Allow Ample time. Allow two to three months to plan the next budget. If the association’s fiscal year begins Jan. 1, start preparing in September. Check the governing documents to determine when the budget has to be approved and work backward on the calendar to set preliminary deadlines.
Does the budget have to be approved by all homeowners or just the board? If a general membership meeting is required, the board must plan ahead so proper notification is given. Governing documents and some states may require at least a 30-day notice of an assessment increase.
Do your homework. Ideally, the manager or treasurer has been tracking trends in expenditures throughout the year.

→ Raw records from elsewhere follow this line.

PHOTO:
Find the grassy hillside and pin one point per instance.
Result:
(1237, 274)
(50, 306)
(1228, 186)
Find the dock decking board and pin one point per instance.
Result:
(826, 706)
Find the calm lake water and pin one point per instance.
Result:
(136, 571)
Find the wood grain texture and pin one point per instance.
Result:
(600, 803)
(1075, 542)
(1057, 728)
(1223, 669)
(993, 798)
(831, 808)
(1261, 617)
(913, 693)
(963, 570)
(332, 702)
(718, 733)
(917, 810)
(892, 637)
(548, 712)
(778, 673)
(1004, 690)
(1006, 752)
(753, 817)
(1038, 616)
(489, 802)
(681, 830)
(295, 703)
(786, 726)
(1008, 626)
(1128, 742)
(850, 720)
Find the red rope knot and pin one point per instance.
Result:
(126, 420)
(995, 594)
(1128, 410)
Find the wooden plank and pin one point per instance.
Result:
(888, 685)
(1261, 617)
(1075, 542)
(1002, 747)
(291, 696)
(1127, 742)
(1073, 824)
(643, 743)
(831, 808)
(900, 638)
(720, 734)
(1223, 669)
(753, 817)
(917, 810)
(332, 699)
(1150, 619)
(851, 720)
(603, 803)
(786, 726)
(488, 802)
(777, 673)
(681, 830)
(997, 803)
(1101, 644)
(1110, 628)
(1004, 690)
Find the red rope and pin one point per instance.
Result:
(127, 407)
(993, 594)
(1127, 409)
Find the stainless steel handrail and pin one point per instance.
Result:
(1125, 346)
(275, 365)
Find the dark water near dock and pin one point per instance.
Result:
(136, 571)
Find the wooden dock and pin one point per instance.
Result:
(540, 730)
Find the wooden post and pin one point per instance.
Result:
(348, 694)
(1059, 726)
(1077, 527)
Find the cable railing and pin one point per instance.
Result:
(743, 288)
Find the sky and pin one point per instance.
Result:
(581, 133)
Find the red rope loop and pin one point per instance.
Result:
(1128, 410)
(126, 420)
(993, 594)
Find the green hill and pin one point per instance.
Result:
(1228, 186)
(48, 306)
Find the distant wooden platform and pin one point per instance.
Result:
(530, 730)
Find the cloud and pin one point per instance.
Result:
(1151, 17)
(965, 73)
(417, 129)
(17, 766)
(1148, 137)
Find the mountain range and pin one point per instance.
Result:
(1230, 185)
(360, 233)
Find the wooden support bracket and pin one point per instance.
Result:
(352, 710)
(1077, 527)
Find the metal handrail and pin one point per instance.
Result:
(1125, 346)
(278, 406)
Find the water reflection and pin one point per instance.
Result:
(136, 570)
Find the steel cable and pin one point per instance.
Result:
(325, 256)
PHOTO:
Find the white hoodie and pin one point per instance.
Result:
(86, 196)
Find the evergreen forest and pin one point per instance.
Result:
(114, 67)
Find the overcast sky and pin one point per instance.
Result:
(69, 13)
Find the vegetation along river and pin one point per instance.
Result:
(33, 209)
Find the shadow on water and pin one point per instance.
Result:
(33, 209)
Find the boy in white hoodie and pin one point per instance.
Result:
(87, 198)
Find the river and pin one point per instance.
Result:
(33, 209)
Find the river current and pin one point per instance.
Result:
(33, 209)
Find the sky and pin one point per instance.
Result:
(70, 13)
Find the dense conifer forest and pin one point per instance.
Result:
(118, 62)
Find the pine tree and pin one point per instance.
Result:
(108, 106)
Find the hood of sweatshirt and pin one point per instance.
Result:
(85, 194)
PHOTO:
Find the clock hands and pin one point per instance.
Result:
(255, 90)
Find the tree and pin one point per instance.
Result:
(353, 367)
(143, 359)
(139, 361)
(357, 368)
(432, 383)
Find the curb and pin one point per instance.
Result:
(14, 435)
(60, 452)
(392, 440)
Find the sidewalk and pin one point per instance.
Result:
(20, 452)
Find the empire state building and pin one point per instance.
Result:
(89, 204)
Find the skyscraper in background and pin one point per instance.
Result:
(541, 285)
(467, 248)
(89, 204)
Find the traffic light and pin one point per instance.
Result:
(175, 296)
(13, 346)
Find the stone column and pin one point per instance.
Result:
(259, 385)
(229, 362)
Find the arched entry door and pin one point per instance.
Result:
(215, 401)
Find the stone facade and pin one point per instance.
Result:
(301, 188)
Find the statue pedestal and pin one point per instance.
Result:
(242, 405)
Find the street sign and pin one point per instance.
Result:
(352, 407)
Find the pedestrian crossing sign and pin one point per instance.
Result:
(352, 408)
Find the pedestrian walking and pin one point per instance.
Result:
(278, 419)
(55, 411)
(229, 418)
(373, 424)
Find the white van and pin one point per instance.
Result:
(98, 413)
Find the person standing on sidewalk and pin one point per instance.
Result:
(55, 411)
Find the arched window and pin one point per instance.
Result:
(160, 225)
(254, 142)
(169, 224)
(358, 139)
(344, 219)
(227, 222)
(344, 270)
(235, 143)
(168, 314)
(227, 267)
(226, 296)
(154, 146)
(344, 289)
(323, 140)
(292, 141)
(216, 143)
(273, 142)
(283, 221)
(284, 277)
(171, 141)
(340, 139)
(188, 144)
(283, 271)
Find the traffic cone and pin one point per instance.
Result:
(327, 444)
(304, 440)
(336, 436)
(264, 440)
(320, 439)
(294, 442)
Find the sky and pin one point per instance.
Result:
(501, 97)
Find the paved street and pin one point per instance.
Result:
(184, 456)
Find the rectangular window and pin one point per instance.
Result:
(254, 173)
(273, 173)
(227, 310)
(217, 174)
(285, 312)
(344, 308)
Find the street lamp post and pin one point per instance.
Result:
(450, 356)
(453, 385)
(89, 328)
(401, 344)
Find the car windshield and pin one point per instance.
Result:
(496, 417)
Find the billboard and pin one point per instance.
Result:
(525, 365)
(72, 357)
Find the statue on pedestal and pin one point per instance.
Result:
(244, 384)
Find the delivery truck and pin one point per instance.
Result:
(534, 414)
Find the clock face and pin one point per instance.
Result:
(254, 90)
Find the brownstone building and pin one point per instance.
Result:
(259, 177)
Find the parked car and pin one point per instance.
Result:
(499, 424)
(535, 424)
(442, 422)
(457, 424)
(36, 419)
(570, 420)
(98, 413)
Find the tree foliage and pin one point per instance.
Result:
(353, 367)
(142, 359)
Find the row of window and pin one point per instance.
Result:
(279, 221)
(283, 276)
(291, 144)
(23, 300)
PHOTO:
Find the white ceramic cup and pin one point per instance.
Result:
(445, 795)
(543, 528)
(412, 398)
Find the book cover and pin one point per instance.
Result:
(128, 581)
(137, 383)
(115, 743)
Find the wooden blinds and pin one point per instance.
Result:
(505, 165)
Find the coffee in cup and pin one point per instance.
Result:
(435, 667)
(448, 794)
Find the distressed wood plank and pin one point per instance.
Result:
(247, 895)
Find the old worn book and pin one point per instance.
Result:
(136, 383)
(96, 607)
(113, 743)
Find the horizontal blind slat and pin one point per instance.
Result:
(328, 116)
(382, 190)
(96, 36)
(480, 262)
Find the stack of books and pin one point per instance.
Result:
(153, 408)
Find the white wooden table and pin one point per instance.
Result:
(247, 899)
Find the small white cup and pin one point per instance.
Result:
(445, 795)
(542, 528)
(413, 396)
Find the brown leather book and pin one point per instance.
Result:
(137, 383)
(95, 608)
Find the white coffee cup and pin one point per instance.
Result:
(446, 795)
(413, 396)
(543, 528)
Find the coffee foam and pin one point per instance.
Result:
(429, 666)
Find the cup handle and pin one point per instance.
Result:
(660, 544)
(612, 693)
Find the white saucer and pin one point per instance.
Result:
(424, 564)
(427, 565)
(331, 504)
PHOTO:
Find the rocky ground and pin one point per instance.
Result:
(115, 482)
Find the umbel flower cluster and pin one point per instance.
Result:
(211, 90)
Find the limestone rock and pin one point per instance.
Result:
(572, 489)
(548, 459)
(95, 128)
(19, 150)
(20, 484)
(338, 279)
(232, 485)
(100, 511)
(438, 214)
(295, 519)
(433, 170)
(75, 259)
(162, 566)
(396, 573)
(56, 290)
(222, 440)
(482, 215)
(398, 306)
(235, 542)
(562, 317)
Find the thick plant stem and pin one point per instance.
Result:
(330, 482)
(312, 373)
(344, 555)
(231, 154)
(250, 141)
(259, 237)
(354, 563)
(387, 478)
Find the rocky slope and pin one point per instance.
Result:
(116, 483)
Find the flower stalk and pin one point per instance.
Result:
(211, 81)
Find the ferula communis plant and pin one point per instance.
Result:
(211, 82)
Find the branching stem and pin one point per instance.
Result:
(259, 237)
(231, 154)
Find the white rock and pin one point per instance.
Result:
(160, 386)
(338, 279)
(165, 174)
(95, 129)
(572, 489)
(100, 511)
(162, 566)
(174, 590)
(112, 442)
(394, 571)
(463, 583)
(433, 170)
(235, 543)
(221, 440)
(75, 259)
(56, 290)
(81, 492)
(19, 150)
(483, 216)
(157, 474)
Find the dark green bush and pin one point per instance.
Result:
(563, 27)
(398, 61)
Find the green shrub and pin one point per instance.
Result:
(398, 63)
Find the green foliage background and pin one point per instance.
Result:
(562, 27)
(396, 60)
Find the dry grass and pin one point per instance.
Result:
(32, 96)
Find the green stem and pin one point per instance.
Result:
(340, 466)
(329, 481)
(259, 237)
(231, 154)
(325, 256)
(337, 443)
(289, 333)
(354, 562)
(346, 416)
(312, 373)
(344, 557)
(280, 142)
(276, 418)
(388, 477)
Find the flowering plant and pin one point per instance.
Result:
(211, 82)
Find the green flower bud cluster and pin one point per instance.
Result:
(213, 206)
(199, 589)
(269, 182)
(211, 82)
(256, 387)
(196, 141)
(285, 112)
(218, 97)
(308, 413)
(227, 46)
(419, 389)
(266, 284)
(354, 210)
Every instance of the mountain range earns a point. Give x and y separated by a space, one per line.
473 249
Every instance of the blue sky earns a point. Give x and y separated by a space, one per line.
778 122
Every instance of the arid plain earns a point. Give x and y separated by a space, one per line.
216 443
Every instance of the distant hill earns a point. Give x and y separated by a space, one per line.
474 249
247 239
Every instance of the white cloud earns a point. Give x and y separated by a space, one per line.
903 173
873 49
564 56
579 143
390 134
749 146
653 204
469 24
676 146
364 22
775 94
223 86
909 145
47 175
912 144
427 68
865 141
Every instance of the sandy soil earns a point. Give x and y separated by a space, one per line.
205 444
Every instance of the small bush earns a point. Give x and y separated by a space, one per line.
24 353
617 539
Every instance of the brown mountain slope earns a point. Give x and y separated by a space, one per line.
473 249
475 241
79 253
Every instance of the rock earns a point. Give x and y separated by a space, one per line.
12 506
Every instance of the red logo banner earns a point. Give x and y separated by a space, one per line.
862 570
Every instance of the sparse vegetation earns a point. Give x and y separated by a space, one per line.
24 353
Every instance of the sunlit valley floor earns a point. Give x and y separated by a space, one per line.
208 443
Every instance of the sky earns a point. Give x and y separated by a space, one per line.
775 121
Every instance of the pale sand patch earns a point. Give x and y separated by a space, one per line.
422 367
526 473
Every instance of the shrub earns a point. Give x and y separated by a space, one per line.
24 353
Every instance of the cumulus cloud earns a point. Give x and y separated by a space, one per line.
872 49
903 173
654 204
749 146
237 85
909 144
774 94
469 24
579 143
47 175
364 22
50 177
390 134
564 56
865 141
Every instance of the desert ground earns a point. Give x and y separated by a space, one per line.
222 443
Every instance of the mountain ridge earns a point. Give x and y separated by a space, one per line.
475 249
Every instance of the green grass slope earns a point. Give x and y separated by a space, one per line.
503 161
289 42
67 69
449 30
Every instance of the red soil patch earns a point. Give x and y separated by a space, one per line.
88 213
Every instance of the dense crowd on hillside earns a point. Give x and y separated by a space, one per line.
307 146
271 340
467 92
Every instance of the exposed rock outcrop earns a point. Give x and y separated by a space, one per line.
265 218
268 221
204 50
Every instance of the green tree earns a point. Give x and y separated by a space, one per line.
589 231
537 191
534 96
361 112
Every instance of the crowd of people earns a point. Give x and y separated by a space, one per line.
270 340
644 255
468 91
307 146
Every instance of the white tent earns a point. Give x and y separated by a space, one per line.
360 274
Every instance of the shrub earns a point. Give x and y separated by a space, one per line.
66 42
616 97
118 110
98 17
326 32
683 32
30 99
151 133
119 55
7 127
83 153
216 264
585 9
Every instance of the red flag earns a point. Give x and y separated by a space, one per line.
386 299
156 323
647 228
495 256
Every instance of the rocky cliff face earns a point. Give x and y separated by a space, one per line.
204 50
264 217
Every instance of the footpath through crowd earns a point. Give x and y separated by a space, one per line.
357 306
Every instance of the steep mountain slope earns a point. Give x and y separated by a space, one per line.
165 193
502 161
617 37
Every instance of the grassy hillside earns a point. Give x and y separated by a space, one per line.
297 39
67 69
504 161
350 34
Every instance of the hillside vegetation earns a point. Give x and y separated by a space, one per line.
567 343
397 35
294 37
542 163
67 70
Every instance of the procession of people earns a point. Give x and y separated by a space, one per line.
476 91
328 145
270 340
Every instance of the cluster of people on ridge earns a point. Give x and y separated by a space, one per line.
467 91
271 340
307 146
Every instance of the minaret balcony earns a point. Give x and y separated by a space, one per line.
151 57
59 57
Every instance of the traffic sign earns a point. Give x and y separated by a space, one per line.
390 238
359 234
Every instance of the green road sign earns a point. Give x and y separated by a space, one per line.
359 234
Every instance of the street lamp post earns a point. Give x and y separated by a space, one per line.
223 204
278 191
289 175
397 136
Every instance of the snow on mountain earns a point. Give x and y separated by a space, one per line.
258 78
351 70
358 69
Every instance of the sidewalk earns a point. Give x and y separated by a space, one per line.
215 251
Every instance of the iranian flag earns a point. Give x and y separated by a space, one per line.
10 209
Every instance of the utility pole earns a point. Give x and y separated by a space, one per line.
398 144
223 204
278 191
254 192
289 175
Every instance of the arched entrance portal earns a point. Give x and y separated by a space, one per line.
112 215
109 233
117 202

In addition to reviewing past bills, a quick review of contracts can help the board develop more accurate projections of increased expenses for the coming year.
Most existing associations develop budgets based on historical trends. They begin with last year’s budget and expenses and adjust for the coming year. We always recommend a line-by-line review. You need to justify every line that’s in there because it prepares board members to answer homeowners’ questions.
Assume nothing. In doing this, we sometimes find that associations are paying for street lights or traffic lights that the developer never transferred to the municipality, and the association has been paying for them in some cases for many years. Using the historical trends budget, you would never find that.
Set realistic fees. Base assessments on the actual needs of the community. Board members often shy away from raising assessments for fear of alienating their neighbors.
Frequently, boards make the mistake of first determining the amount of assessments then trying to make the budget work with that amount of revenue. The fear and danger in doing this is you can be shortchanging your residents and the actual needs of the association. It really doesn’t speak to the fiduciary duty of the board to budget effectively for the proper operation and maintenance of the community. The board should establish the expense side first, including MONTHLY RESERVE CONTRIBUTIONS, then reconcile the income to those expenses.
Another mistake is simply adding 5% to every line item in this years budget. Without the proper research, the board can be leaving itself with few options when unexpected expenses pop up later.
Establish priorities. One way to prioritize is to list expenses in three categories: Those the board must include because they are required by state law or the governing documents; those that the board needs to add to maintain property values or ensure the health and safety of residents; and those for projects the board would like to do.
By categorizing projects, the discretionary items are forced to compete against each other. It’s a way to eliminate nonessential suggestions that people make.
Some associations are forced to make severe spending cuts because they are having difficulty collecting assessments. Find areas to cut that won’t cause harm over the long term. For example, the board can reduce the hours or the days that the pool is open with minimal impact, but postponing maintenance could invite long-term problems.
Don’t skip annual reserve fund contributions. The association’s annual reserve contribution should be treated as a “must-do” item. “often boards, when looking to cut back, will turn to the reserves, That’s a fatal mistake, especially in older communities where the need for repairs is only going to get greater. If the association has has a recent reserve analysis, it should recommend how much should be saved in reserves and how much should be allotted for capital improvements.
Keep homeowners informed. As with most aspects of association governance, communication is essential. Solicit homeowners’ ideas at the outset through a survey or at a public meeting. Update them once a draft budget has been developed. And, don’t forget to explain it all again once the final version has been approved.
Be flexible. Finally, remember that sometimes even the best plans change. The budget is really a road map, sometimes you have to take a detour.